Cronaca Cascina

Cascina, piogge: un passo in avanti per salvarsi dagli allagamenti

Partiranno i lavori per cercare di rendere più sicuro e preservare dal rischio idraulico il territorio di San Casciano. La cassa di espansione permetterà di trattenere oltre 16mila metricubi di acqua

Possono partire i primi interventi finalizzati alla realizzazione di bacini di laminazione per mitigare il rischio idraulico nella zona di San Casciano. La giunta comunale ha approvato l’atto di indirizzo e il processo di valutazione integrata per la realizzazione della cassa di espansione sul fosso della Mariana di Schippisi, la cui realizzazione permetterà di trattenere quasi 16.300mc di acqua.

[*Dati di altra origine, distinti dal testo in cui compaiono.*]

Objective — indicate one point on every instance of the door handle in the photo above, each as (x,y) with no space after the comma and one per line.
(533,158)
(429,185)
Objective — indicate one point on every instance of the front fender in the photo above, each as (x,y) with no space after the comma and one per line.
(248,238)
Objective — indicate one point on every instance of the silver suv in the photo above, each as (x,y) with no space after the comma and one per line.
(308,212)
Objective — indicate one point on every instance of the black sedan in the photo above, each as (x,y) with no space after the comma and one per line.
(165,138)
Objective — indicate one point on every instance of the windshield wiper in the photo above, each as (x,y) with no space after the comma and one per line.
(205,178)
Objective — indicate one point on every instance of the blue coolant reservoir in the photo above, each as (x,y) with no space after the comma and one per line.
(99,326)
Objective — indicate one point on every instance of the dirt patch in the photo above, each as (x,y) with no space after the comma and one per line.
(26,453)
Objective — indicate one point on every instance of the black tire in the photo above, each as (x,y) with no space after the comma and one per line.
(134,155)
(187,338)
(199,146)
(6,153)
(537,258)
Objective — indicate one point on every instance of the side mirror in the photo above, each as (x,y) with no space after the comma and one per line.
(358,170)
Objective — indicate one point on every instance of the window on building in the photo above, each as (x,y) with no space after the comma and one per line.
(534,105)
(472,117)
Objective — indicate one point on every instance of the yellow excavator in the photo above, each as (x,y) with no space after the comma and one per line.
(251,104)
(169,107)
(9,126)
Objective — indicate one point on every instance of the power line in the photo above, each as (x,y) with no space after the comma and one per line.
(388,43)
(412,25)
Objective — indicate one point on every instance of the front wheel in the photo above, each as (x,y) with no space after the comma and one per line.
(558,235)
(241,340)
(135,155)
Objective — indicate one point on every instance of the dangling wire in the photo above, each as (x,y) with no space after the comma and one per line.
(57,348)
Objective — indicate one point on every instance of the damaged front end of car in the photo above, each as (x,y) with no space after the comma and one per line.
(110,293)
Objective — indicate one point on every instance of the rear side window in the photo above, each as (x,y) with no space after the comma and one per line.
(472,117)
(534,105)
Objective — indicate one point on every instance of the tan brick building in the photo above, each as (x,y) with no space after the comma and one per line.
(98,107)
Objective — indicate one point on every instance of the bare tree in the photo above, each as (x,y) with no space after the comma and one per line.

“Avevamo più volte anticipato che stavamo lavorando su questa partita essenziale - ha fatto presente il sindaco Alessio Antonelli - e la delibera mette ora nero su bianco. Ricordo che anche questa iniziativa è frutto dell’attività della squadra che opera per superare l’emergenza allagamenti”.

Nello specifico, la delibera si riferisce ai principali interventi, inseriti con priorità in un piano generale, necessari per dare una prima mitigazione del rischio idraulico nella maggior parte delle zone interessate dai vari allagamenti che si sono succeduti in questi ultimi anni, in particolare la zona di S. Anna e S. Frediano.  L’avvio dei necessari lavori sarà dunque possibile non appena completato l’iter approvativo degli stessi. Il progetto prevede due fasi. La prima riguarda la realizzazione di una cassa di espansione che interesserà una superficie di circa 16000mq e consisterà in un invaso in derivazione privo di un sistema arginale, capace di contenere circa 16300mc di acqua. Un'opera idraulica strategica che consente la riduzione della portata al colmo della piena che potrà transitare a valle attraverso l'invaso di adeguati volumi d'acqua, una valida risposta alle esigenze  di sicurezza negli abitati di S.Anna e San Frediano.

La seconda fase prevede invece tutte le opere di corredo, in particolare la realizzazione di un muretto parallelo a Via Stradello con la duplice funzione di opera connessa alla cassa di espansione e di opera per garantire la sicurezza della viabilità. Si tratta di un intervento importante per la sicurezza della città e che farà da apripista per le altre operazioni di salvaguardia idraulica del territorio. Nella cassa di espansione verranno raccolte in modo naturale le acque di sfioro successive a quelle di prima pioggia che non avranno, quindi, nessun carico inquinante. "La prima fase di progettazione degli interventi previsti è cominciata bene, ma è necessario pensare già alle altri parti di questo grande progetto - spiega il sindaco Alessio Antonelli". La progettazione è stata resa possibile grazie alla convenzione stipulata tra il Comune di Cascina e il Consorzio di Bonifica Fiumi e Fossi  che li vede compartecipi anche nel finanziamento dell'intervento.